According to new data released by Educational Testing Service (ETS), which administers the GRE, more MBA applicants than ever before chose the GRE revised General Test to meet admission requirements during the 2012-13 testing year. Nearly 10% of individuals who took one of the two leading business school admission tests and indicated MBA as their intended degree objective, opted for the GRE.
Melissa Korn‘s recent story on this increase for the Wall Street Journal reports that one in five applicants to Yale School of Management submitted GRE scores this year. SOM admissions director Bruce DelMonico tells Korn that figure is double the rate of 2010.
The article goes on to note an increase at UT McCombs School of Business as well, where 14% of applicants to the full-time program submitted GRE scores this year, compared to just 10% for the class of 2014.
Here at Stacy Blackman Consulting, we noticed a similar uptick in our recent online survey of 675 MBA applicants, the results of which are shared in the Wall Street Journal piece. We found that 7.7% of respondents were interested in the GRE, up from 4% last year, while the share planning to take the GMAT fell to 92.4% from 96.3%.
David Payne, vice president of global education at ETS, believes greater numbers of MBA applicants will choose the GRE because of its many benefits, which include a ScoreSelect option that lets you decide which GRE scores to send to the schools you designate, and its test-taker friendly design.
“We have heard from schools that they are seeing anywhere from 10 percent to 30 percent of their MBA applicants presenting GRE scores, and we expect this number to continue to grow,” Payne says.

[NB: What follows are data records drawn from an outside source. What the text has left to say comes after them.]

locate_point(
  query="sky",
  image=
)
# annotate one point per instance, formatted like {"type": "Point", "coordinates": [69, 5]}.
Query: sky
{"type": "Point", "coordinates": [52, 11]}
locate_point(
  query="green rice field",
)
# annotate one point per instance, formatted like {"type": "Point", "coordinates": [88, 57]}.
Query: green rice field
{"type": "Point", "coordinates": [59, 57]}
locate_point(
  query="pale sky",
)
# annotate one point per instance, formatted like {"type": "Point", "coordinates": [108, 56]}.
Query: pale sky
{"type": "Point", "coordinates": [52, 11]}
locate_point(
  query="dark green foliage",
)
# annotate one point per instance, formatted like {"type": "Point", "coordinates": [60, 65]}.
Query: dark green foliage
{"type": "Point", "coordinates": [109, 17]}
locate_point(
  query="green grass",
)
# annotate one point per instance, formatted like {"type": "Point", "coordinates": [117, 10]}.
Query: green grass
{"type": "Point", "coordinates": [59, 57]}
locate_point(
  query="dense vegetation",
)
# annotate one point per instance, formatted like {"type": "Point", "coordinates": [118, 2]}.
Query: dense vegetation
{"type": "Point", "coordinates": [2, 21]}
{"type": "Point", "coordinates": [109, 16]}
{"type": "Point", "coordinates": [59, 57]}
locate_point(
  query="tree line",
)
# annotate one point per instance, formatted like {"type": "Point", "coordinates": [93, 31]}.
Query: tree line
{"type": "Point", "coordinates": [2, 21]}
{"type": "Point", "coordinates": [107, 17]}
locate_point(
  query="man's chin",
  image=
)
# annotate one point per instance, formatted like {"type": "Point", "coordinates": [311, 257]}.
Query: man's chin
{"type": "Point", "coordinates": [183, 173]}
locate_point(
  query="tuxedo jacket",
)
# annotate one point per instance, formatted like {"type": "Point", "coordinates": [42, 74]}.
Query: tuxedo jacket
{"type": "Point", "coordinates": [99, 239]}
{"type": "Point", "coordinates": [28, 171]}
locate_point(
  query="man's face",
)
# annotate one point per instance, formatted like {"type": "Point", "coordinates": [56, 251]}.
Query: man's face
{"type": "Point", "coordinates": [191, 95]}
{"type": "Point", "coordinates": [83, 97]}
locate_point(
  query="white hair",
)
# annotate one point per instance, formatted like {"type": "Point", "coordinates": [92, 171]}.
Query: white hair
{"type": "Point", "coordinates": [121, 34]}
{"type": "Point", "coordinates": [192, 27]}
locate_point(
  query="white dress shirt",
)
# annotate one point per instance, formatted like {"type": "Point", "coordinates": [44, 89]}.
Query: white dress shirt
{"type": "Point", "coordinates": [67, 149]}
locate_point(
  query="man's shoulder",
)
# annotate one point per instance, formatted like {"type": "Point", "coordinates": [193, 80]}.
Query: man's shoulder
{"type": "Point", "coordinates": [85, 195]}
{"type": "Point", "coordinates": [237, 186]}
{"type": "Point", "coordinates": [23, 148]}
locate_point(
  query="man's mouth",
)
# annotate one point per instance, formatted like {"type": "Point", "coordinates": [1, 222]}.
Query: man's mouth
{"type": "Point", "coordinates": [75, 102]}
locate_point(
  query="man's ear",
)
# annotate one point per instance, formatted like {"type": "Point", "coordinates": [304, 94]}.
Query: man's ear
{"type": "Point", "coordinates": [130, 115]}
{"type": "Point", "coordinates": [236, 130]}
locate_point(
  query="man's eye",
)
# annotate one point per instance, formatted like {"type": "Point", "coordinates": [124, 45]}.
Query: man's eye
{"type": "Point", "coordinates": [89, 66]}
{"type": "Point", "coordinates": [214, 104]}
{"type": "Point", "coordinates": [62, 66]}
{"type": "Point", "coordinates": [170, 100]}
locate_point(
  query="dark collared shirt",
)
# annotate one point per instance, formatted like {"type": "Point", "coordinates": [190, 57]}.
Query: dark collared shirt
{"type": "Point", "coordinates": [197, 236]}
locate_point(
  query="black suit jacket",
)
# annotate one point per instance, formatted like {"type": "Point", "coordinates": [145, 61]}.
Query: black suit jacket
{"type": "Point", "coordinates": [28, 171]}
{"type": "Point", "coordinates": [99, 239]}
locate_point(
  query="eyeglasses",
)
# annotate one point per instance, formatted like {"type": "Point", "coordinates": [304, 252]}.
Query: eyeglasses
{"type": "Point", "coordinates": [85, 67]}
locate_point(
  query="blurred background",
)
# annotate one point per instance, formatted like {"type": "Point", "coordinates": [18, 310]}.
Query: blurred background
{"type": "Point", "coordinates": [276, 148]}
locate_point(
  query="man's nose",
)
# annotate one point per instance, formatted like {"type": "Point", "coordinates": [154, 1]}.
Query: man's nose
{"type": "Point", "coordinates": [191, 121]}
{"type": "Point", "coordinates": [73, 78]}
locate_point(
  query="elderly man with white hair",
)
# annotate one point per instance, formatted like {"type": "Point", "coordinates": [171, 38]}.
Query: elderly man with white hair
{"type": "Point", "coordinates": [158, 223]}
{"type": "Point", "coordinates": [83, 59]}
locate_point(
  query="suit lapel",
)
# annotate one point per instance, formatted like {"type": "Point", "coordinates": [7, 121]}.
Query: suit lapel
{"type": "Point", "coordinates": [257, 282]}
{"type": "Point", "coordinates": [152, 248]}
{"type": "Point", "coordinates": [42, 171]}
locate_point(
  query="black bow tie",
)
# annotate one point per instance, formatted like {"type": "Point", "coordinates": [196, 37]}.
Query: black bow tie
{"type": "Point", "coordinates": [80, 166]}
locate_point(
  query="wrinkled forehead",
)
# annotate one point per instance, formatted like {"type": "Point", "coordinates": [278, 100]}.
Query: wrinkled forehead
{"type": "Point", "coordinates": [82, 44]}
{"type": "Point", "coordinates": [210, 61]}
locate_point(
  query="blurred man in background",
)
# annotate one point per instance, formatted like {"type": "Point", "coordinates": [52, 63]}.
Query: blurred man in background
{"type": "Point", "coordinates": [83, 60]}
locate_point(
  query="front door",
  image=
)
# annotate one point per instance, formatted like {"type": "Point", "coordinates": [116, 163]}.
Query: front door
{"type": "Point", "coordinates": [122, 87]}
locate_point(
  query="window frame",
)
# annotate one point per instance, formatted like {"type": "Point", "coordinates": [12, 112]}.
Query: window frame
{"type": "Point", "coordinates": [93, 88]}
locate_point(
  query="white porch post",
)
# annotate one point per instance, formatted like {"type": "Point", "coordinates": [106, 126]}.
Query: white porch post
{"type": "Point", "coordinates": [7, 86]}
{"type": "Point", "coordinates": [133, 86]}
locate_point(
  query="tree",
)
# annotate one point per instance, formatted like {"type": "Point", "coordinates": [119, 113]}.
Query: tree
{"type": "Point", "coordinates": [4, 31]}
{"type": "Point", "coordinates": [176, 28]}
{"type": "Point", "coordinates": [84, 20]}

For some applicants, this news may set to rest any doubts about submitting the GRE rather than the GMAT with their MBA application. After all, the admissions committees are adamant about giving equal weight to both exams. However, until more schools begin publishing average GRE scores alongside the GMAT scores of admitted applicants, many MBA hopefuls will likely continue to hedge their bets and use the tried-and-true GMAT instead.